The critiques are pouring in on the White House in the wake of the ouster of Reince Priebus as chief of staff.

Donald John Trump shoved Priebus out the door this week and hired Department of Homeland Security Secretary John Kelly as the new chief.

But those critiques seem to be conveying the same message: The White House failure to function as a “fine-tuned machine” — which is how Trump once described his administration — belongs solely to the president, not the chief of staff.

It’s Trump’s tweets. It’s his capriciousness. It’s his ignorance of government and how it works. It’s the presence of unqualified family members in the innermost circle of key advisers. It’s that maniac communications director — Anthony “Mooch” Scaramucci — who reports directly to the president.

Because the president doesn’t know how to assemble a competent governing team, his chief of staff has fallen on the proverbial grenade.

His new chief of staff, Kelly, comes from an entirely different mold. He is a career Marine Corps officer; a retired four-star general; a war hero; a Gold Star father who lost a son in combat. He’s a kick-ass military man.

My latest Question of the Day is simply this: Is the president going to let Gen. Kelly run the White House and control the message the way it’s supposed to be done, the way many effective chiefs of staff have done?

I don’t know what John Kelly is doing this weekend as he prepares to assume this new gig, but I would hope he’d be on the phone with some preceding chiefs of staff and asking them for pointers on how he ought to proceed in this atmosphere of chaos and confusion.

The source of that chaos? He sits on the Oval Office.

Kelly vs. Mooch: All bets are off

John Kelly is about to take on the job of his nightmares.

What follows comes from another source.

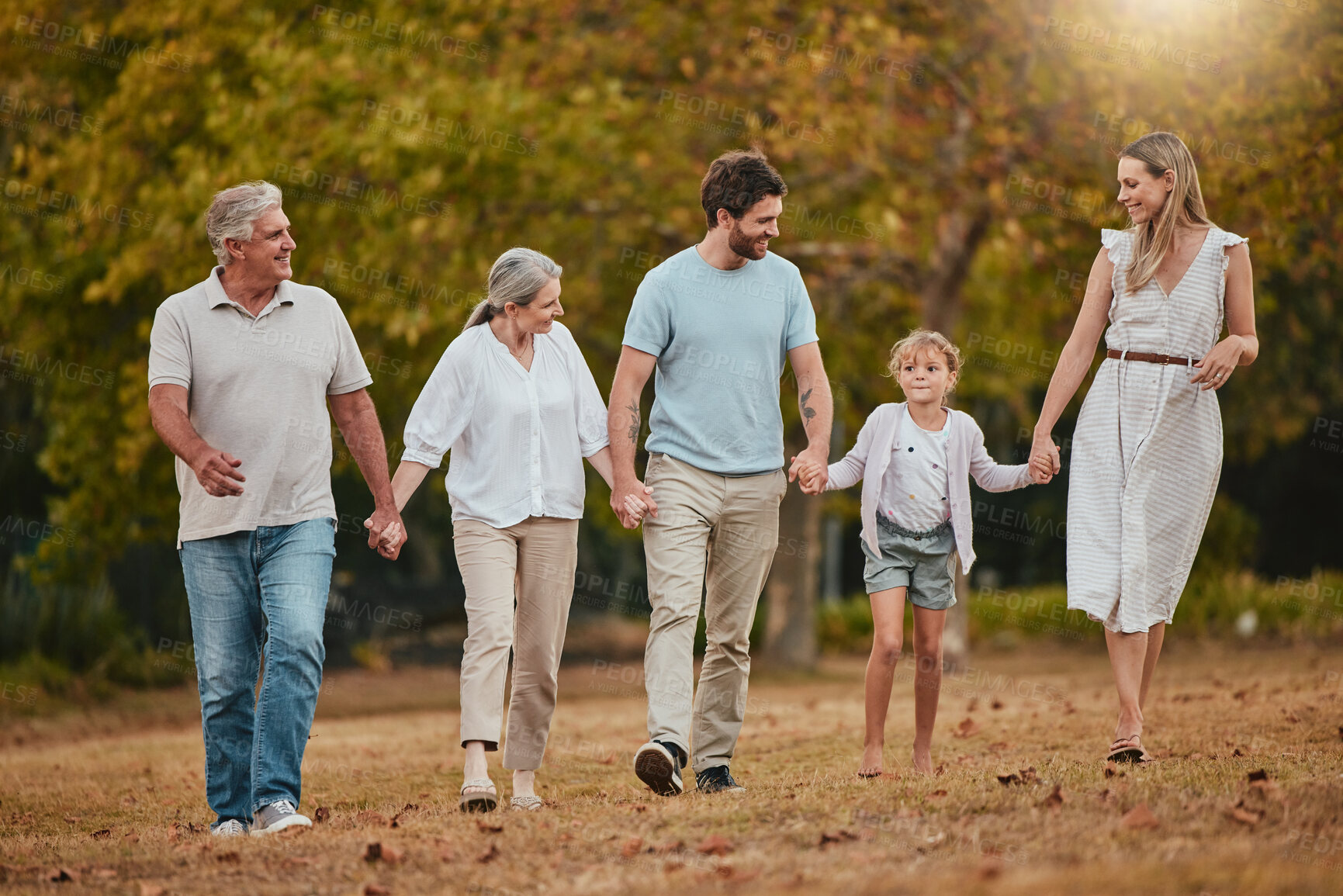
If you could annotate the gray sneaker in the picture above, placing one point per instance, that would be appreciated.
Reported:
(231, 828)
(279, 815)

He is the next White House chief of staff, replacing Reince Priebus, who was booted out of his job this week by the president of the United States, one Donald John Trump.

The president, moreover, has hired a communications director who is exhibiting the conduct of a madman. Anthony “Mooch” Scaramucci went on a profanity-laced tirade and predicted correctly that Priebus would be gone by the end of the week.

Now into this maelstrom comes Kelly, a retired Marine Corps general. He is a no-nonsense general-grade officer. He has served his country heroically and with supreme honor. He moves into the White House from the Department of Homeland Security, where he served as secretary.

It’s the Kelly vs. Mooch situation that ought to cause concern throughout the massive federal government.

Mooch reports to the Donald Trump. Tradition — something for which the president has zero regard — has made the communications director answer to the chief of staff.

Here’s my question: How long will it take Gen. Kelly to slap some sense into Mooch and tell this loudmouth that the chief of staff controls the message?

It’s being said in recent hours and days that no previous president would have put up with the hideous tirade that Mooch launched against Priebus. Mooch called Priebus a “schizophrenic,” adding a colorful f-bomb adjective in front of that term.

Can you imagine someone referring to, say, previous WH chiefs Leon Panetta or James Baker III with that kind of language?

With all of that said, Gen. John Kelly is walking into a White House that is in an utter state of confusion and chaos. It’s a direct reflection of the man who refused to let the previous White House chief of staff do his job.

Moreover, it all reflects directly on the incompetence demonstrated daily by Donald John Trump Sr.

Good luck to you, Gen. Kelly. You will need every bit of it.